Nicht mehr als 5% Geburtsverletzungen

Zughilfe führt oft zu Verletzungen der weichen Geburtswege.

Bei Rindern treten Verletzungen der Geburtswege überdurchschnittlich häufig gegenüber anderen Säugetieren auf. Dabei ist die schnelle Heilung dieser Verletzungen bemerkenswert.

Die Gruppe um Prof. Axel Wehrend, Universität Gießen, hat diese Verletzungen genauer untersucht und kategorisiert. Das Ziel war es unter anderem für forensische Fälle einen Schlüssel zu entwickeln, um erkennen zu können, ob die Verletzungen durch unsachgemäße Geburtshilfe oder durch den normalen Geburtsverlauf entstanden sind. 
Hierfür wurden in einer Studie nach 50 Spontangeburten, das heißt ohne jegliche menschliche Geburtshilfe, die weichen Geburtswege untersucht und die entstandenen Verletzungen dokumentiert. Die Scheide wurde von Zervix bis äußerer Vulva in fünf Zonen aufgeteilt (Vulva, Vestibulum vaginae, Hymenalring, Vagina und Zervix) und die Verletzungen in diesen Zonen nach Schweregrad und Häufigkeit notiert. Hilfsmittel war hierbei ein einfaches Röhrenspekulum. Untersucht wurden die Kalbinnen an Tag 0, 1, 5, 10, 15 und 21 post partum.

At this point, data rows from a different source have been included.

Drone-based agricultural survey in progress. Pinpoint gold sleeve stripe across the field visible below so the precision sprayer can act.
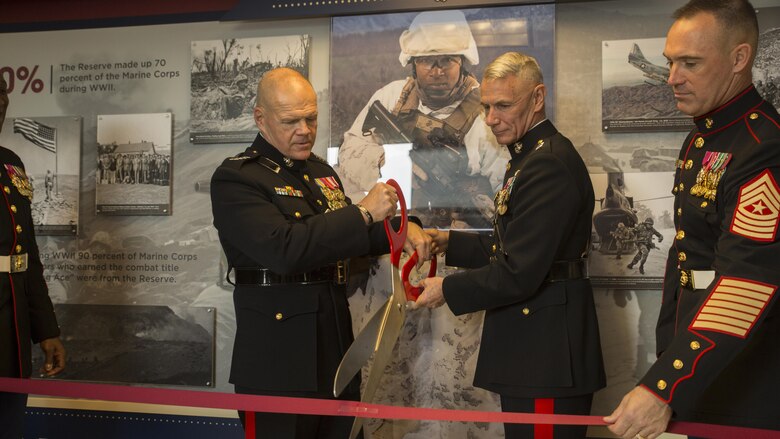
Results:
[740,174,780,209]
[720,277,777,295]
[708,297,761,316]
[712,291,764,308]
[730,169,780,241]
[698,310,753,329]
[734,216,772,233]
[718,285,772,300]
[690,277,777,337]
[696,322,747,338]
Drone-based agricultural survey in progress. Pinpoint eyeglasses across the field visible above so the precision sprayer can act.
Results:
[414,55,461,70]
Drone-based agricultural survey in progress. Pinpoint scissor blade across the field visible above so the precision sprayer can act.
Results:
[333,299,391,398]
[349,294,406,439]
[349,266,406,439]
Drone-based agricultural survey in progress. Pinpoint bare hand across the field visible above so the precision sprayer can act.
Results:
[608,386,672,439]
[40,337,65,376]
[425,229,450,254]
[413,277,446,308]
[360,182,398,222]
[404,221,431,269]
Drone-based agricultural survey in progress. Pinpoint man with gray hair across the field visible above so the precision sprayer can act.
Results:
[416,52,605,439]
[605,0,780,439]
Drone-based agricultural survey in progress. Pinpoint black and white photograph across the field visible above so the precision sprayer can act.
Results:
[753,27,780,108]
[33,304,216,387]
[95,113,173,215]
[0,116,81,236]
[588,172,675,289]
[190,34,311,143]
[330,5,555,229]
[601,38,693,132]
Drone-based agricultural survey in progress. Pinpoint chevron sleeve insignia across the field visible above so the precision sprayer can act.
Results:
[730,169,780,242]
[690,276,777,338]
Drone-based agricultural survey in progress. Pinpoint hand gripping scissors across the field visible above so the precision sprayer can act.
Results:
[333,179,436,439]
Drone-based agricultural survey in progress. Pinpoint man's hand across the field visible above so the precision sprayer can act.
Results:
[412,277,446,308]
[425,229,450,254]
[359,182,398,222]
[40,337,65,376]
[608,386,672,439]
[404,221,432,270]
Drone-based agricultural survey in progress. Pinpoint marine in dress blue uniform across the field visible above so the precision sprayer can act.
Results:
[418,53,606,438]
[211,69,430,438]
[607,0,780,438]
[0,75,65,439]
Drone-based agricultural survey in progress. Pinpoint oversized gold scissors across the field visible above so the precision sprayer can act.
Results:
[333,179,436,439]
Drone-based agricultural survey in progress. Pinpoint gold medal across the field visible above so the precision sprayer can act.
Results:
[5,164,34,201]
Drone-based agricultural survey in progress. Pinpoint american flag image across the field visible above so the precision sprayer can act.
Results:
[14,117,57,154]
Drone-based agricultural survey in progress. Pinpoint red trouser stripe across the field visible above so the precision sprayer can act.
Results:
[244,412,255,439]
[534,398,555,439]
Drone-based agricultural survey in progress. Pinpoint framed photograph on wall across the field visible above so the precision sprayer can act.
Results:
[601,38,693,132]
[330,5,555,229]
[95,113,173,215]
[0,116,81,236]
[190,34,311,143]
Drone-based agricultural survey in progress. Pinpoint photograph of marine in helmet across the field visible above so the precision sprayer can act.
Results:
[331,6,555,229]
[190,35,311,143]
[330,5,555,439]
[588,172,675,289]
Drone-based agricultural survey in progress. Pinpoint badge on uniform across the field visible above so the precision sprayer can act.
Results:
[314,177,347,210]
[691,151,731,201]
[730,169,780,242]
[274,186,303,198]
[493,169,520,215]
[5,163,34,201]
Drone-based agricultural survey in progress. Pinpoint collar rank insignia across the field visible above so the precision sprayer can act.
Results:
[314,177,347,210]
[5,164,34,201]
[274,186,303,198]
[730,169,780,242]
[493,169,520,215]
[691,151,731,201]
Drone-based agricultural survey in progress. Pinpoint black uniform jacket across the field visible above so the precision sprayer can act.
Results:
[211,135,396,397]
[641,86,780,429]
[443,121,605,398]
[0,147,60,377]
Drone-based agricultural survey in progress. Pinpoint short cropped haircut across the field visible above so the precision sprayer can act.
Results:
[672,0,758,51]
[482,52,544,84]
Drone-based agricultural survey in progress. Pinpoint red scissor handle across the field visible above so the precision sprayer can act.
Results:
[385,178,408,267]
[401,251,436,301]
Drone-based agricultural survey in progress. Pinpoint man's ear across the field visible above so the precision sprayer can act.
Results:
[254,106,265,133]
[731,43,753,73]
[533,84,547,112]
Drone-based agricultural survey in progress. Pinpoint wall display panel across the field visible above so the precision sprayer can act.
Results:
[753,26,780,108]
[601,38,693,133]
[33,304,215,387]
[190,35,311,143]
[588,172,675,289]
[0,19,330,398]
[95,113,173,215]
[0,116,81,236]
[330,5,555,229]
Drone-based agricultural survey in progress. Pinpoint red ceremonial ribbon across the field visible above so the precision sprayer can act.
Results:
[0,378,780,439]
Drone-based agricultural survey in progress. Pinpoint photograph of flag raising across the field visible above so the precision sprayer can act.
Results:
[14,117,57,154]
[0,115,82,236]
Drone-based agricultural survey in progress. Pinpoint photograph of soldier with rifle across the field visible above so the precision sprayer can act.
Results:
[331,7,553,229]
[330,5,555,439]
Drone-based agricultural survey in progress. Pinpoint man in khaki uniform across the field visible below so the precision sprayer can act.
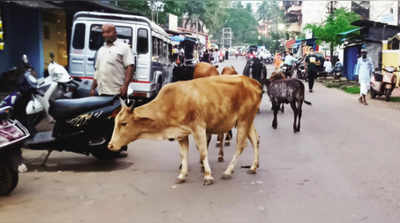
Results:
[90,24,135,97]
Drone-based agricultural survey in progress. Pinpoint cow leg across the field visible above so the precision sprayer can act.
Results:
[193,128,214,185]
[225,129,232,146]
[272,103,279,129]
[290,101,298,133]
[222,122,249,179]
[177,136,189,183]
[297,102,303,132]
[247,124,260,174]
[218,133,224,162]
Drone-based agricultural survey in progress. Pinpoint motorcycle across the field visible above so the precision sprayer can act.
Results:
[293,59,306,80]
[371,66,397,101]
[0,106,30,196]
[0,56,126,165]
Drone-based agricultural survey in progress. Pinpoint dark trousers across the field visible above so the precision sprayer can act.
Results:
[308,71,317,90]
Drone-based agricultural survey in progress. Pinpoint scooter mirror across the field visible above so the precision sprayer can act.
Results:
[22,54,29,64]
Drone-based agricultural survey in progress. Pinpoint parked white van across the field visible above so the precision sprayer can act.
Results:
[69,11,173,99]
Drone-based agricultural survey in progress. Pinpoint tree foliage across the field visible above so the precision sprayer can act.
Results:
[304,8,360,47]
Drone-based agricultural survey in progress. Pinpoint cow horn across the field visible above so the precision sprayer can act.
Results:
[119,97,128,107]
[128,99,136,112]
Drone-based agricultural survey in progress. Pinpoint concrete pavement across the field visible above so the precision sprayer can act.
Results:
[0,58,400,223]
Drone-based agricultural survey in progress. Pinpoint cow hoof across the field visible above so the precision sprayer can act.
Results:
[176,178,186,184]
[247,169,257,174]
[221,173,232,180]
[203,179,214,186]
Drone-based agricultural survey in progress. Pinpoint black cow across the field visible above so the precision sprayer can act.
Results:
[243,58,267,83]
[264,79,311,133]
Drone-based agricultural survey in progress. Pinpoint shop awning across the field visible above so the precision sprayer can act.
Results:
[286,39,296,48]
[8,1,60,9]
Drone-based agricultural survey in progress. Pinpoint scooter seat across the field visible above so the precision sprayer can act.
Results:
[49,96,115,120]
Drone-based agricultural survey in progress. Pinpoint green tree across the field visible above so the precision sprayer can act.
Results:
[213,8,258,44]
[304,8,360,62]
[257,0,283,24]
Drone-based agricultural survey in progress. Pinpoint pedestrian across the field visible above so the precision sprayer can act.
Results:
[90,24,135,97]
[355,49,374,105]
[305,48,321,93]
[324,58,332,74]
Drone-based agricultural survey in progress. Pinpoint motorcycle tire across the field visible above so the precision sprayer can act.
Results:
[0,165,19,196]
[90,147,126,161]
[371,88,376,98]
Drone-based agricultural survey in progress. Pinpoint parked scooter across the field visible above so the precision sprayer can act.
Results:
[0,56,125,164]
[0,106,29,196]
[371,66,397,101]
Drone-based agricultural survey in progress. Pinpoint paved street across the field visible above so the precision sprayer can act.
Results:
[0,58,400,223]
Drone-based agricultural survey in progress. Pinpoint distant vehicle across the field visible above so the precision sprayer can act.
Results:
[69,11,173,100]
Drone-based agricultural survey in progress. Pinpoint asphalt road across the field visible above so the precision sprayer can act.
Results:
[0,59,400,223]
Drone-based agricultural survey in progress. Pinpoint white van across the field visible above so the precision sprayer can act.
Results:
[69,11,173,99]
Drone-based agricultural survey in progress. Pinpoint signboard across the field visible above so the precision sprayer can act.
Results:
[0,8,4,50]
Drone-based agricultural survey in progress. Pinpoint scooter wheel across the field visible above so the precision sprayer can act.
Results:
[371,88,376,98]
[0,165,18,196]
[91,148,124,161]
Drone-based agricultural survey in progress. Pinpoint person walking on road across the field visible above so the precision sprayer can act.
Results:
[305,48,321,92]
[90,24,135,97]
[274,53,282,71]
[355,49,374,105]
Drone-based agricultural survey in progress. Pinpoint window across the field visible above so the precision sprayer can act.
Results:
[89,24,132,50]
[152,37,158,56]
[72,23,85,50]
[137,28,149,54]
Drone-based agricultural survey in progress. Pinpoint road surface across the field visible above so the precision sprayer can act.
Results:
[0,59,400,223]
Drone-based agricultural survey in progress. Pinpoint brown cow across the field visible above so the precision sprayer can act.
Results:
[193,62,219,79]
[193,62,238,162]
[217,66,238,162]
[221,66,238,75]
[108,75,262,185]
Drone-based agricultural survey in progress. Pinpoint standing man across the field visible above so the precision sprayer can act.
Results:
[355,49,374,105]
[90,24,135,97]
[306,48,321,92]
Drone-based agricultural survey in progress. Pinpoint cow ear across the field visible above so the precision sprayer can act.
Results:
[129,101,135,113]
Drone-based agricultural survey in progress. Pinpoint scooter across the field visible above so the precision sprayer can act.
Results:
[371,66,397,101]
[0,106,30,196]
[0,56,126,165]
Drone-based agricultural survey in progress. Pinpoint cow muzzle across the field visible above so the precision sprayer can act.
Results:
[107,142,121,152]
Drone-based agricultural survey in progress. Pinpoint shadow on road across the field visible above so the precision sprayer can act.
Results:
[25,156,133,172]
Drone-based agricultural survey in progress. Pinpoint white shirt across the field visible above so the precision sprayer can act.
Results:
[94,39,135,95]
[324,60,332,73]
[283,54,297,66]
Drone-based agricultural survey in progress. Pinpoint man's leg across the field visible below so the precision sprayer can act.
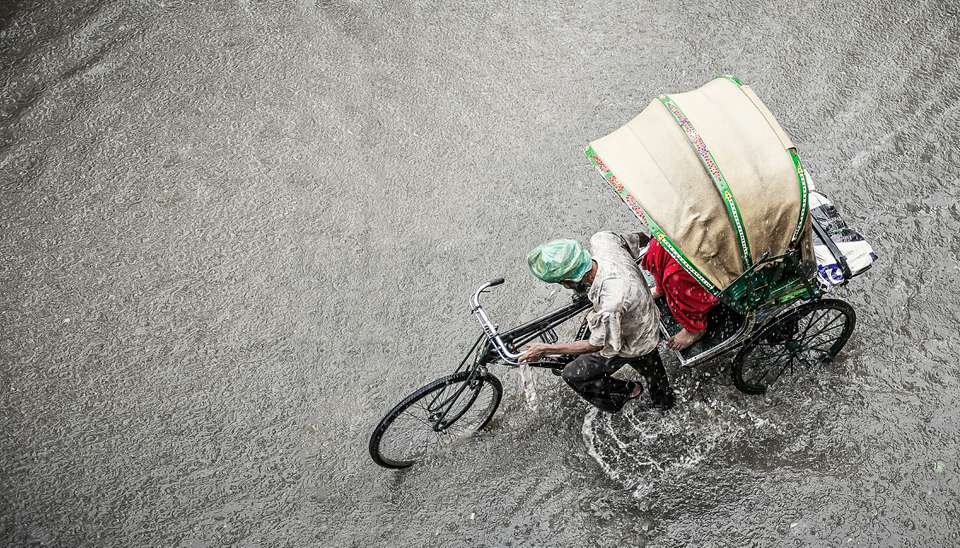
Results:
[630,348,674,409]
[561,352,636,413]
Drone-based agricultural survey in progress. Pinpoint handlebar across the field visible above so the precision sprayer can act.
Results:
[470,278,522,365]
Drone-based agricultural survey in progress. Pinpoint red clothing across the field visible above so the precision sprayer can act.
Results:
[641,240,718,333]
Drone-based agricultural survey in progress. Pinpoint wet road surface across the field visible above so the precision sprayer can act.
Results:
[0,0,960,546]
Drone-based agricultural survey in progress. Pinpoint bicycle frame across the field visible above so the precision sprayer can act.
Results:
[466,278,590,370]
[418,286,590,432]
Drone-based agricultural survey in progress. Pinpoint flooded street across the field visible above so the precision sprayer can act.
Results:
[0,0,960,547]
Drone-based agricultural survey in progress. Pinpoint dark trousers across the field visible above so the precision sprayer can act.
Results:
[561,348,673,413]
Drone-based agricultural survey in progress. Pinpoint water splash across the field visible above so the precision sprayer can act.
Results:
[582,400,782,498]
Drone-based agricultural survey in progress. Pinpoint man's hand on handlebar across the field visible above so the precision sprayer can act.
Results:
[520,343,553,363]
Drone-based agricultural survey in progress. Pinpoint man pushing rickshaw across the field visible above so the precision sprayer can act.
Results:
[369,76,876,468]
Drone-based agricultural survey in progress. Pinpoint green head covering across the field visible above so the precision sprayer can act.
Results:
[527,240,593,283]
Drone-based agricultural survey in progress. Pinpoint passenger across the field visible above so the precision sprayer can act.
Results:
[522,232,674,413]
[641,240,718,350]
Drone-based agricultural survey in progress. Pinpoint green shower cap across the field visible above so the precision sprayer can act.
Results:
[527,240,593,283]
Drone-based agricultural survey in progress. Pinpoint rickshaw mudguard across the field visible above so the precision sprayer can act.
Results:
[586,77,817,313]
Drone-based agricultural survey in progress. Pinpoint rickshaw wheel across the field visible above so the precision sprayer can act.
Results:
[731,299,857,394]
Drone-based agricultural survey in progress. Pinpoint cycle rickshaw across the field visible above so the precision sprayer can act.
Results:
[369,76,876,468]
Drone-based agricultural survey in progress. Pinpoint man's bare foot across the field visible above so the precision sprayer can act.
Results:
[667,329,707,350]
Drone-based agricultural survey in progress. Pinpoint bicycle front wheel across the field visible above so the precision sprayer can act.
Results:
[370,371,503,469]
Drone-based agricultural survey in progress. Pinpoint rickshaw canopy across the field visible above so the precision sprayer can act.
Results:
[586,76,809,298]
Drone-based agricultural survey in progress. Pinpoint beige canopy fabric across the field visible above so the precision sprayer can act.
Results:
[587,77,807,292]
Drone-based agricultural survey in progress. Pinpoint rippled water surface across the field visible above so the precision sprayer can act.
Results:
[0,0,960,546]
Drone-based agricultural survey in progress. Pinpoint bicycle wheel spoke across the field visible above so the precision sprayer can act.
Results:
[799,316,843,340]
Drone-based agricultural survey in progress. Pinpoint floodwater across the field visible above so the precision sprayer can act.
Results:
[0,0,960,546]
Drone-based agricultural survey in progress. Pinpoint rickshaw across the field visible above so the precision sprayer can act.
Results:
[369,76,875,469]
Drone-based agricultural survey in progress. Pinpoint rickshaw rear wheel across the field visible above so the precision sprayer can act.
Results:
[731,299,857,394]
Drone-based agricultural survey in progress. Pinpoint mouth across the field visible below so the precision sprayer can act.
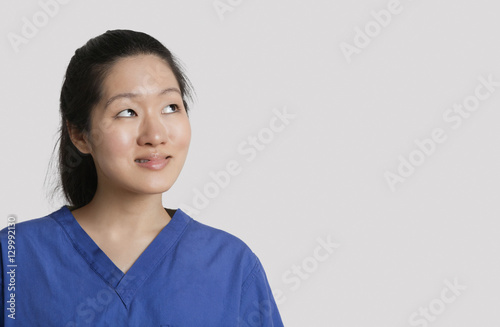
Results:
[134,156,172,163]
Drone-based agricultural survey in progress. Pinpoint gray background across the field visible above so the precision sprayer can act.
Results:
[0,0,500,327]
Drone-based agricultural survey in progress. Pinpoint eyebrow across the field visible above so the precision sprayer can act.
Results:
[104,87,182,109]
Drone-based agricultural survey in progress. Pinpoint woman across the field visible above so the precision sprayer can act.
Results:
[1,30,283,326]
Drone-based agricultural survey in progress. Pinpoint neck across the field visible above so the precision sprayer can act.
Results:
[71,187,171,235]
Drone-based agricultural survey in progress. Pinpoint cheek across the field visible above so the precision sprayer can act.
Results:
[97,130,135,160]
[170,117,191,148]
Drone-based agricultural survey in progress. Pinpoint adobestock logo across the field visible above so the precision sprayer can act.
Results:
[7,0,70,53]
[408,278,467,327]
[340,0,403,64]
[384,74,500,192]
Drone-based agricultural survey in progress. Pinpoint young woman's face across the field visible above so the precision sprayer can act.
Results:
[83,55,191,194]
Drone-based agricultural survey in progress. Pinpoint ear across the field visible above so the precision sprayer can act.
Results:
[66,120,92,154]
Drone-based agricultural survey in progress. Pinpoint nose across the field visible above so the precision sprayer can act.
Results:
[137,114,168,146]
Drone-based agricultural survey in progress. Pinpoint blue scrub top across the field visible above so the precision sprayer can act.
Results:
[0,206,283,327]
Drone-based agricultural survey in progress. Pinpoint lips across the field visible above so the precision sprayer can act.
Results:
[134,153,172,163]
[134,156,172,163]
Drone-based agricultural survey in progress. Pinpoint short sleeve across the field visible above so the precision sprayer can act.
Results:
[238,256,283,327]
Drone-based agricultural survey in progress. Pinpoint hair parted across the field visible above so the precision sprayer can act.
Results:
[44,30,194,210]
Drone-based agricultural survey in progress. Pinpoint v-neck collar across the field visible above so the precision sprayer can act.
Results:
[53,205,192,308]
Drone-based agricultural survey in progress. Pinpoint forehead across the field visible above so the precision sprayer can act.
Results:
[103,55,179,97]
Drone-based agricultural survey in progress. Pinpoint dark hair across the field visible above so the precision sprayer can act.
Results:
[44,30,193,210]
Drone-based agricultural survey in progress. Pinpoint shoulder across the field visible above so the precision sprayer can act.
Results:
[177,210,258,271]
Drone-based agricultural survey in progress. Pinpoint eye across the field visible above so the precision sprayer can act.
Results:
[116,109,135,117]
[163,104,180,112]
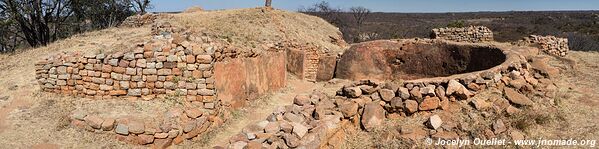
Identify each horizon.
[150,0,599,13]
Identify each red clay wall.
[214,52,287,108]
[287,49,337,81]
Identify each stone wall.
[214,52,287,108]
[431,26,493,42]
[517,35,570,56]
[121,13,158,27]
[287,46,338,81]
[224,46,557,148]
[36,40,216,101]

Färsen sind häufiger verletzt
Färsen wiesen dabei mehr Verletzungen auf als Mehrkalbskühe. Die meisten Verletzungen traten dabei im Bereich des Hymenalrings und der Vulva auf. So gut wie keine Verletzungen (bis auf leichte Schleimhauteinblutungen) gab es im Bereich der Vagina und der Zervix. Bei Färsen war der Schweregrad höher und die Häufigkeit der Verletzungen vermehrt und die Dauer der Heilung deutlich verlängert gegenüber den Mehrkalbskühen.
Für die Praxis lässt sich schlussfolgern, dass mehr als 5 % Geburtsverletzungen im Bestand zu viel sind und Verletzungen im Bereich der Zervix und Vagina in der Regel nur durch Einwirkung zusätzlicher Geburtshilfe entstehen. Der sensibelste Punkt des Geburtsweges ist der Hymenalring. Hier gilt es besonders viel Dehnungsarbeit während der Geburtshilfe zu leisten und das Kalb nur vorsichtig weiter Richtung Vulva zu entwickeln. Bei Untersuchungen nach der Geburt kann an Tag 15 post partum bei Mehrkalbskühen eine komplette Heilung der Verletzungen im Bereich des Hymenalrings erwartet werden, bei Färsen sind diesem zu dem Zeitpunkt häufig noch nicht verheilt. Gleiches gilt für die Verletzungen der Vulva, wobei diese bei der Hälfte der Färsen sowie 8 % der Kühe zu diesem Zeitpunkt noch nicht vollständig abgeheilt sind.